Cannabis Worker Wage Bill Advances Out Of Committee
March 19, 2025
HARTFORD, CT — A bill clarifying the wage requirements for adult-use cannabis retail employees cleared a committee hurdle Tuesday with a 9-4 party-line vote.
House Bill 6842 establishes that “any employer who pays or agrees to pay to an employee less than the minimum fair wage or overtime wage shall be deemed in violation” of state statute.
Sen. Julie Kushner, D-Danbury, chair of the Labor and Public Employees Committee, said the bill also would prohibit the labor commissioner from counting tips as part of employees’ wages.
Restaurant and hotel employees who receive tips currently can be paid below the state’s minimum wage of $16.35 per hour. Restaurant and hotel employees can be paid $6.38 per hour, and bartenders who customarily receive tips can be paid $8.23, according to the labor department.
Republican state Rep. Joe Canino of Torrington, though, expressed concern that the proposal contained no allowance for a cannabis company to become a tipped establishment, including operating as a cannabis cafe.
“The staff might agree a tipped model might be more beneficial (in a cafe or restaurant model),” Canino said. “They should have that type of flexibility to engage in a compensation model that employees agreed to. I would like there to be an avenue for a company to … demonstrate that their employees are receiving an appropriate amount of tips to get them to that wage?”
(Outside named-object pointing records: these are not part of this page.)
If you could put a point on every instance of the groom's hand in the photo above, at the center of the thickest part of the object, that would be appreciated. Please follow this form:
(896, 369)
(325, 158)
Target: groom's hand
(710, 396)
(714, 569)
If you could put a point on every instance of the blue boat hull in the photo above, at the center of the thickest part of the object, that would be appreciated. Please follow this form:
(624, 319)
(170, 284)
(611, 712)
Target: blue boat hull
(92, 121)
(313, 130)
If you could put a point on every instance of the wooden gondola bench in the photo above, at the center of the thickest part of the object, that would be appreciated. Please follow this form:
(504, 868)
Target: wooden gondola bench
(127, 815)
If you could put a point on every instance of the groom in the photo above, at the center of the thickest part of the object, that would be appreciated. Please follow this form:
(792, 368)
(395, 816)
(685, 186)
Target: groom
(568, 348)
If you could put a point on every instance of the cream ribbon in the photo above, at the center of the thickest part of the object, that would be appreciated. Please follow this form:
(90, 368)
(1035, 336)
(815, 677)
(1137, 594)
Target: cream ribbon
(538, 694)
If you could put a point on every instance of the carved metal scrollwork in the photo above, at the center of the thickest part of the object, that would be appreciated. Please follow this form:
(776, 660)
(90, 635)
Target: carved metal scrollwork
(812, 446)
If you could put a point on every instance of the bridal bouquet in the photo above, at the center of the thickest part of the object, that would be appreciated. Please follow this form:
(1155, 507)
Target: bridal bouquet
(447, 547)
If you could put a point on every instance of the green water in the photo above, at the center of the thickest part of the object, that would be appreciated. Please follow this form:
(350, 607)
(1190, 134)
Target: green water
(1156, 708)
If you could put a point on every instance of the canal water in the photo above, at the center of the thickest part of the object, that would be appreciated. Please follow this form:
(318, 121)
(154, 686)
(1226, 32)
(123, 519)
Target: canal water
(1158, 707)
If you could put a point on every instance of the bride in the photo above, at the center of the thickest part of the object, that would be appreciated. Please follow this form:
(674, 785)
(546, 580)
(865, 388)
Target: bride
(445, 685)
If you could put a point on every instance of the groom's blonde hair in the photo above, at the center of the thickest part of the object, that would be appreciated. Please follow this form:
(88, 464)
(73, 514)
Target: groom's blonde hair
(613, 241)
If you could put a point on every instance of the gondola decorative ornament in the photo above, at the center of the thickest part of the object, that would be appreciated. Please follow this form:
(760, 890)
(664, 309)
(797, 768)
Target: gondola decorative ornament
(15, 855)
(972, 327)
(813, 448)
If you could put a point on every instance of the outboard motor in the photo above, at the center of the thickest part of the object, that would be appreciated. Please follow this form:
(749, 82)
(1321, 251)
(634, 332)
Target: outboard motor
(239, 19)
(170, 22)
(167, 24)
Kushner clarified that the revisions to the statute currently do not convey the ability to apply for a tip credit, and that the revision does not change that.
That being the case, Sen. Rob Sampson, R-Wolcott, wondered why the committee was debating the bill at all.
“I was under the understanding that this was going on somewhere in our state?” he said.
When Kushner replied that an establishment had been paying its employees below the minimum wage, Sampson asked if that establishment had been found in violation. When he learned they had been, he returned to his original comment, asking if Kushner could “explain why this is a necessity if that occurred?”
“This will make the cannabis law very clear, and hopefully that will prevent any establishment from taking that step … which caused workers to be underpaid for months,” Kushner said.
But were the workers truly underpaid, Sampson asked, if their total compensation, including tips, exceeded the state minimum?
Kushner was adamant, repeating that the workers “did not receive the minimum wage they were entitled to under our statute” and therefore were underpaid.